# An Application of Causing: Education and Wages
This case study is based on research and data from
Gary Koop and Justin L. Tobias, "Learning about Heterogeneity in Returns
to Schooling", Journal of Applied Econometrics, Vol. 19, No. 7, 2004,
pp. 827-849. It is from the empirical education literature.
See [Koop, Tobias (2004) "Learning about Heterogeneity in Returns to Schooling"](https://www.economics.uci.edu/files/docs/workingpapers/2001-02/Tobias-07.pdf).
This panel data set consists of 17,919 observations from N=2,178
individuals. It contains the wage earnings history for young workers in
the U.S. from 1979 until 1993. The data are taken from the National
Longitudinal Survey of Youth (NLSY).
See [Koop, Tobias (2004) Labor Market Experience Data](http://people.stern.nyu.edu/wgreene/Econometrics/PanelDataSets.htm).
# The Data
The NLSY is a rich panel study of 12,686 individuals in total ranging in
age from 14-22 as of the first interview date in 1979. It contains detailed
information on the earnings and wages, educational attainment, family
characteristics, and test scores of the sampled individuals.

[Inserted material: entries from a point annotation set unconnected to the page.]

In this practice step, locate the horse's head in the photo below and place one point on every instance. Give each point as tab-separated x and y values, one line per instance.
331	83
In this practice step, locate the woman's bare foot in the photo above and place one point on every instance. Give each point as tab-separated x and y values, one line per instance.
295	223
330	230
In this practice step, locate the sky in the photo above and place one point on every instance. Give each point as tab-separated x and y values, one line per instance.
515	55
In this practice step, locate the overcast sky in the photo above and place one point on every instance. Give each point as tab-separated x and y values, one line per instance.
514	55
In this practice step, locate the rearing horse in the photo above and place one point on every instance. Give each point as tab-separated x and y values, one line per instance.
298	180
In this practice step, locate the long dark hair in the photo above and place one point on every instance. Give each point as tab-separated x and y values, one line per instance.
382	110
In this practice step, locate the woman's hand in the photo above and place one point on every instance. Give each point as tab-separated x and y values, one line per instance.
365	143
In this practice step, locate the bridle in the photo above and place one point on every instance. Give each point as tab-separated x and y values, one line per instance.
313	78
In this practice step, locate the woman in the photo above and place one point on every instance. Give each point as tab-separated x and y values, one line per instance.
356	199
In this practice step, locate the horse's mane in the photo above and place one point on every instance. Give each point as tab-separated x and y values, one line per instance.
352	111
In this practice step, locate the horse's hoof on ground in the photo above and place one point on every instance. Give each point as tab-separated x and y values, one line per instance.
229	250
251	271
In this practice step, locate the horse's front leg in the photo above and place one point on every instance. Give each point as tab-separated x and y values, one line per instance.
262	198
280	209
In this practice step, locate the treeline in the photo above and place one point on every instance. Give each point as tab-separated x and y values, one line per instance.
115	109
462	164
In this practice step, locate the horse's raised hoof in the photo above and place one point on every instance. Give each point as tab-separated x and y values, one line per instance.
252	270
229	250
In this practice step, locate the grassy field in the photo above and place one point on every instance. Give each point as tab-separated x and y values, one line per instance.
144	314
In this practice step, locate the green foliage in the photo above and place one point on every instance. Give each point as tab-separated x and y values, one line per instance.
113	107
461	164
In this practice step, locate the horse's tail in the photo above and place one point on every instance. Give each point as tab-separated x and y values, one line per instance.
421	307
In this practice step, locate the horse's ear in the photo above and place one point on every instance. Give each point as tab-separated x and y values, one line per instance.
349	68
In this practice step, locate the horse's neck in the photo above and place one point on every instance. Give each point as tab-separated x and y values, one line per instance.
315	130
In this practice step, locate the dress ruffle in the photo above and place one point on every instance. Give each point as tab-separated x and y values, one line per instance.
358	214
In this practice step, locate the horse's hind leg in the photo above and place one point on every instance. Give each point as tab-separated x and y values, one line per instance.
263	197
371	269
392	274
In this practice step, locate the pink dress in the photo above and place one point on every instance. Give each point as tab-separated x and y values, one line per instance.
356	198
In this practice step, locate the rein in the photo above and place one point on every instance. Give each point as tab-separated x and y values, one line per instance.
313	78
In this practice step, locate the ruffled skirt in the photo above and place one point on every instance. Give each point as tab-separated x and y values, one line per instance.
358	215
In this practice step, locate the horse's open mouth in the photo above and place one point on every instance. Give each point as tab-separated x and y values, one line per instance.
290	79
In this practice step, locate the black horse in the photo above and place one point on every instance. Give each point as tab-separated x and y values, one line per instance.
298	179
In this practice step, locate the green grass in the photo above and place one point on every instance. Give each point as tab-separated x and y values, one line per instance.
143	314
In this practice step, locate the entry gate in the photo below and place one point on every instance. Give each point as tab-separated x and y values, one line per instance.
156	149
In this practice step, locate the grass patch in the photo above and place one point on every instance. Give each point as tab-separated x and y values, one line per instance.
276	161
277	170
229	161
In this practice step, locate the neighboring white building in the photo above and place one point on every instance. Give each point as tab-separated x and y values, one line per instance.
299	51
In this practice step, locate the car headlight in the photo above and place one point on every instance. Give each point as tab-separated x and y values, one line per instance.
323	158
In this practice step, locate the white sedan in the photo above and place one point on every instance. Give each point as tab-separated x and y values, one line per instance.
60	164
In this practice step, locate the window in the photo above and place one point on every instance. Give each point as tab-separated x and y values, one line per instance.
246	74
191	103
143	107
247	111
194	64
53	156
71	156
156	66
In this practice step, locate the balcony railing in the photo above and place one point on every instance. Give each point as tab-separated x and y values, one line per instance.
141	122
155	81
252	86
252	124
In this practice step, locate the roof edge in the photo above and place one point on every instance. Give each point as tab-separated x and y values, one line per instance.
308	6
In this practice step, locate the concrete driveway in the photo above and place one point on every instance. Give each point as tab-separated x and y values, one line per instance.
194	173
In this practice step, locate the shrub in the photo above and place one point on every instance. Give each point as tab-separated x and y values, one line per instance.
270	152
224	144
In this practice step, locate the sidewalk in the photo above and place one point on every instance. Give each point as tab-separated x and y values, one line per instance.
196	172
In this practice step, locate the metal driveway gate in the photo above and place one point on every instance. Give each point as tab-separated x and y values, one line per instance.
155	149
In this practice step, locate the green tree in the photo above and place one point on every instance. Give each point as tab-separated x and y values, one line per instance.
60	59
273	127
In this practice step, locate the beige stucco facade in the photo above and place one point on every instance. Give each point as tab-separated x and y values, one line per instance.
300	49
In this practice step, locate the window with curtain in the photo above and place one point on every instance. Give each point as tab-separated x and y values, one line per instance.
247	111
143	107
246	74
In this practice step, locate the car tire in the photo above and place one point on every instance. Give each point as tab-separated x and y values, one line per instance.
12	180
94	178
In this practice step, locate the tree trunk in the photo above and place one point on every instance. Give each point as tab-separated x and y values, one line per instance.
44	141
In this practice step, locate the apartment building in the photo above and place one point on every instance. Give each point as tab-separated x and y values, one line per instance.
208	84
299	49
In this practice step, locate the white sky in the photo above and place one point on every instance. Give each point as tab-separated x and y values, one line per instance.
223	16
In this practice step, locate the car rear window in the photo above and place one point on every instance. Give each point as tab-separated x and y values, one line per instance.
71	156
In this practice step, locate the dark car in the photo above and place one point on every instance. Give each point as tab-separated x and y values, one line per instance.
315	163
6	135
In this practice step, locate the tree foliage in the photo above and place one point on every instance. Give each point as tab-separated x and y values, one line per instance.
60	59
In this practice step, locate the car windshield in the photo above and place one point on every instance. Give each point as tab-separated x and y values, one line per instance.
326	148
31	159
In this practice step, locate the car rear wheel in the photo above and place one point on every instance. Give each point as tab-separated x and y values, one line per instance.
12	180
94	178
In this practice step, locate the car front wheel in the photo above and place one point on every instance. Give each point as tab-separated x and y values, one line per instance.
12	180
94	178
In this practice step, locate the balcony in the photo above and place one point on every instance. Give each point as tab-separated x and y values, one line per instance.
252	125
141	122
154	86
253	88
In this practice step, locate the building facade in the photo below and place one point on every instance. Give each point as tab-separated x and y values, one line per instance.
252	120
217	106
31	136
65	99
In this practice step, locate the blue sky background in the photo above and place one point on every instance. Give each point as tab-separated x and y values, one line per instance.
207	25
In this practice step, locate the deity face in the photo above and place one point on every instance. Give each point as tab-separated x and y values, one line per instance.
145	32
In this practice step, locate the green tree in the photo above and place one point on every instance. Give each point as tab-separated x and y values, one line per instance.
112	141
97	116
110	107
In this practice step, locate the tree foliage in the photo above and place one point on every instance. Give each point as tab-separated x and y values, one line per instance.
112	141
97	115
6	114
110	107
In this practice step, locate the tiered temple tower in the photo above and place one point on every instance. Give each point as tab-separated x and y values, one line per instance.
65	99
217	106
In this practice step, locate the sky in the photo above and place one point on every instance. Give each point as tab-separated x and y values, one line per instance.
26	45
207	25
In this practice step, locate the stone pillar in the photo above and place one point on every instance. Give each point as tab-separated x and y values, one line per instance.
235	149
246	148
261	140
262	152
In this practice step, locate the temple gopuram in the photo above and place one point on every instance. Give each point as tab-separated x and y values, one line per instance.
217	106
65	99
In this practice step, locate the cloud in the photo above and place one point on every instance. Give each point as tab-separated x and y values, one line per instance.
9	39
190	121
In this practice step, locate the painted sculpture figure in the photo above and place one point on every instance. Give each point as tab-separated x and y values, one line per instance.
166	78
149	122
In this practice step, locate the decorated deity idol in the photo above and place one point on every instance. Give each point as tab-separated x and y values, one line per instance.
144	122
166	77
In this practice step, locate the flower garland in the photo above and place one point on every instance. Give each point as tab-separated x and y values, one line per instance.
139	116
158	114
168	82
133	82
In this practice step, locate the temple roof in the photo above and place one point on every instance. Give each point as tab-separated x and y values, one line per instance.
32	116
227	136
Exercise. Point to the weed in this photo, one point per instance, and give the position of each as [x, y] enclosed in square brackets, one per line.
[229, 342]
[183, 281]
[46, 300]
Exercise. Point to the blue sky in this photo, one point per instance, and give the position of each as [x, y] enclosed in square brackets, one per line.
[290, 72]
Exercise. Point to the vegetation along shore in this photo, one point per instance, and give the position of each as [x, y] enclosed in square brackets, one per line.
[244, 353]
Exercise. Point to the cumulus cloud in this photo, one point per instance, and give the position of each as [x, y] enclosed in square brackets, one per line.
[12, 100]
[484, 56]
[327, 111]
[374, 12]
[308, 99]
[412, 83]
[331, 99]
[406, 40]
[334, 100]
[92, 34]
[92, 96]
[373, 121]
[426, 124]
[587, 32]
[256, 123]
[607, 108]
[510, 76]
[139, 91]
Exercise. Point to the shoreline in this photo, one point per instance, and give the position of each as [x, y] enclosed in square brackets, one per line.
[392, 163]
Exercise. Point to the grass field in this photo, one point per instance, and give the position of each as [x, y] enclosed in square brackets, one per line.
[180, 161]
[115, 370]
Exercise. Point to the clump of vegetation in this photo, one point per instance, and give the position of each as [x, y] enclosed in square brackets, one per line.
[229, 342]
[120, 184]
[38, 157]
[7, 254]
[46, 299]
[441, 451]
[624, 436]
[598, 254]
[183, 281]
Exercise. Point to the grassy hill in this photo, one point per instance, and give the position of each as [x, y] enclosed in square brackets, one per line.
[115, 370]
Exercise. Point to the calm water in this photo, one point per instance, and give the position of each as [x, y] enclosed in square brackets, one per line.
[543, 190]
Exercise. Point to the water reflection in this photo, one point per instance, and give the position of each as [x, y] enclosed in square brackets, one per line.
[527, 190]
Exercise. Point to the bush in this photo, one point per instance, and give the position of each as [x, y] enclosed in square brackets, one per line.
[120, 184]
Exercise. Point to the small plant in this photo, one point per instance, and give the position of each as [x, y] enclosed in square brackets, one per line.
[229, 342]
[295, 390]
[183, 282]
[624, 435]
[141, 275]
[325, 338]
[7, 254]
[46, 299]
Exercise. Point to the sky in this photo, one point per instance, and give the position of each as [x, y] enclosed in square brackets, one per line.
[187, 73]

Koop and Tobias (2004) use a version of the NLSY which allows to obtain an
earnings history until 1993. To abstract from selection issues in
employment, and to remain consistent with the majority of the literature,
they focus on the outcomes of white males in the NLSY. They restrict
attention to those individuals who are active in the labor force for a good
portion of each year, being at least 16 years of age in the given year, who
reported working at least 30 weeks a year and at least 800 hours per year.
They also deleted observations when the reported hourly wage is less than
$1 or greater than $100 dollars per hour, when education decreases across
time for an individual, or when the reported change in years of schooling
over time is not consistent with the change in time from consecutive
interviews. As such, they are careful to delete individuals whose education
is clearly mis-measured.
The dataset contains following variables in this order, the variables 0. to 4.
being time varying and variables 5. to 9. being time invariant:
0. PERSONID = Person id (ranging from 1 to 2,178) # not used by us
1. EDUC = Education (years of schooling)
2. LOGWAGE = Log of hourly wage, at most recent job in 1993 dollars # we do not take log
3. POTEXPER = Potential experience (= AGE - EDUC - 5)
4. TIMETRND = Time trend (starting at 1 in 1979 and incrementing by year) # not used by us
5. ABILITY = Ability (cognitive ability measured by test score)
6. MOTHERED = Mother's education (highest grade completed, in years)
7. FATHERED = Father's education (highest grade completed, in years)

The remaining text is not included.